陈垣冲进便利店时,收银员正在打瞌睡。他抓起货架上的创可贴,却发现左手掌心的红痕正在消退。更诡异的是,当他触摸血玉时,那些青铜盒上的符号竟在视网膜上重组成文字。
"甲戌年七月初七,陈氏满门二十七口,殁于子时。"
这是他出生的年月日。
玻璃门被猛地推开,风铃乱响。穿黑色冲锋衣的男人径直走向关东煮,帽檐压得很低。陈垣注意到他右手戴着手套,食指位置鼓鼓囊囊——那里本该是截断指。
"一共十二块。"收银员打着哈欠扫码。男人掏钱时,手套边缘露出暗红色疤痕,像是被什么野兽撕咬过。陈垣突然想起青铜盒内侧也有类似的齿痕,边缘泛着诡异的铜绿。

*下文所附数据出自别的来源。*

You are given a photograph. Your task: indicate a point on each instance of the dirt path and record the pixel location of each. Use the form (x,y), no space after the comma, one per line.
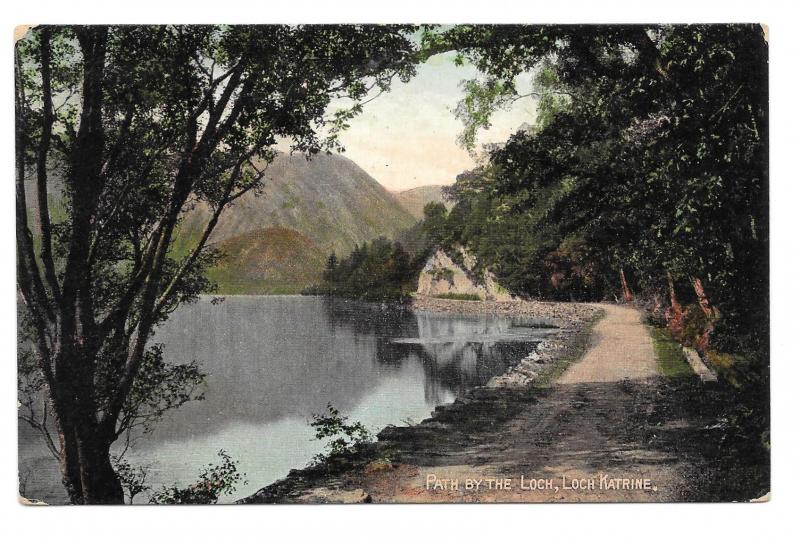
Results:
(621,350)
(610,429)
(563,447)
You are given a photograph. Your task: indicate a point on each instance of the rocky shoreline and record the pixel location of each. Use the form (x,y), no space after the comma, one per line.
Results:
(335,479)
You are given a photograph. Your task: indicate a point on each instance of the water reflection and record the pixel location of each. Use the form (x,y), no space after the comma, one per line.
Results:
(273,361)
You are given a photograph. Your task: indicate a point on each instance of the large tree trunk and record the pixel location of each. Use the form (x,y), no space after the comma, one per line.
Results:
(702,299)
(627,295)
(85,463)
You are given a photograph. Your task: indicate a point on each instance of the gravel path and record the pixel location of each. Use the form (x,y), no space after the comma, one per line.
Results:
(622,350)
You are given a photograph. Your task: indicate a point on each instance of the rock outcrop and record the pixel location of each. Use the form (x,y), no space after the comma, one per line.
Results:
(442,275)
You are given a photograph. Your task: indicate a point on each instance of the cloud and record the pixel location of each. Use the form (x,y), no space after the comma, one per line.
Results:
(407,137)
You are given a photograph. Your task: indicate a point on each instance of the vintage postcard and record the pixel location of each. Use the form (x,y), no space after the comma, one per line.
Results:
(392,263)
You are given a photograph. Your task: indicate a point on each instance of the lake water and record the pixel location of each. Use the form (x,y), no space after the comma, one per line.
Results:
(272,362)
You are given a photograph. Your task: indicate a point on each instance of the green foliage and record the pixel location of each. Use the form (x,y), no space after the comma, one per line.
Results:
(342,437)
(133,479)
(212,483)
(671,361)
(380,270)
(648,156)
(129,128)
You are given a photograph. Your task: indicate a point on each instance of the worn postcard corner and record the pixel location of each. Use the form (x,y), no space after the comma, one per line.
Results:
(369,263)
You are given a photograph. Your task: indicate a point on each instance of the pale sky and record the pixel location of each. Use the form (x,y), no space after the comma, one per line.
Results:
(407,137)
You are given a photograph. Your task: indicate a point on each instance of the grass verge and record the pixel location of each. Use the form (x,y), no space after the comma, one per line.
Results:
(457,296)
(669,354)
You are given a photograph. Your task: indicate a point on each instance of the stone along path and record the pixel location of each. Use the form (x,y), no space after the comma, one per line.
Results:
(610,429)
(621,350)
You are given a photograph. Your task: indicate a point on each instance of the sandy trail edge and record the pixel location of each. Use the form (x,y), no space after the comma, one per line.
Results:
(621,350)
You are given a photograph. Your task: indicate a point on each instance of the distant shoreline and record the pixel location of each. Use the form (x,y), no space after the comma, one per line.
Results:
(550,358)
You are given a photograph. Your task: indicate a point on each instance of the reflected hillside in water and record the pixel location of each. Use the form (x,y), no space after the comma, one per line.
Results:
(272,362)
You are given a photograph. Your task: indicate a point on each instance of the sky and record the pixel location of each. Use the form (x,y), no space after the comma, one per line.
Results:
(407,137)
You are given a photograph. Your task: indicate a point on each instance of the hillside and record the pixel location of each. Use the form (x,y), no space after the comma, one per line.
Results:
(329,199)
(328,203)
(414,200)
(267,261)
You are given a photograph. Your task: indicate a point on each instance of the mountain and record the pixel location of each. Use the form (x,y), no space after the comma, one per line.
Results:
(273,260)
(324,204)
(414,200)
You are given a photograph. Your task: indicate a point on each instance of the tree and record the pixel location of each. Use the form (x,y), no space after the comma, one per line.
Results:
(119,131)
(651,146)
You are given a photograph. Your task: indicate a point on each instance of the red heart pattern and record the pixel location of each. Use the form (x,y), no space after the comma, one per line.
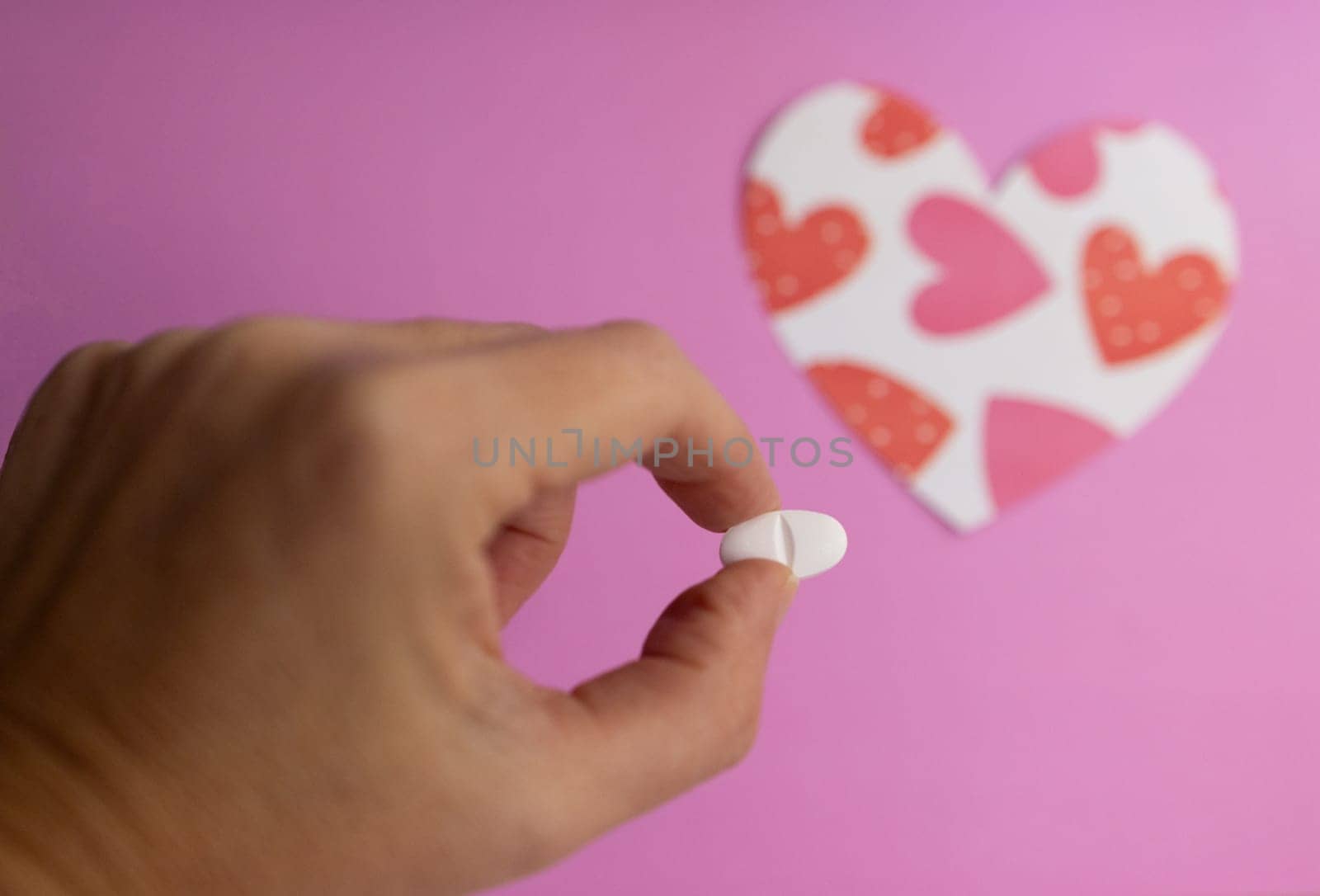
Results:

他抓起找零夺门而出。夜色浓得像化不开的墨,路灯在雾气中晕成团团黄晕。身后传来不急不缓的脚步声,始终保持着二十米距离。陈垣拐进巷子狂奔,直到看见"青梧茶馆"的灯笼在风中摇晃。
推开雕花木门的刹那,檀香扑面。柜台后的女子抬起头,凤目流转间,陈垣感觉怀中的血玉突然发烫。她穿着月白色旗袍,领口别着枚翡翠玉蝉,翅翼上的纹路与血玉如出一辙。
"客人是问事还是喝茶?"她指尖拂过算盘,翡翠扳指与檀木珠相撞,发出清越的响。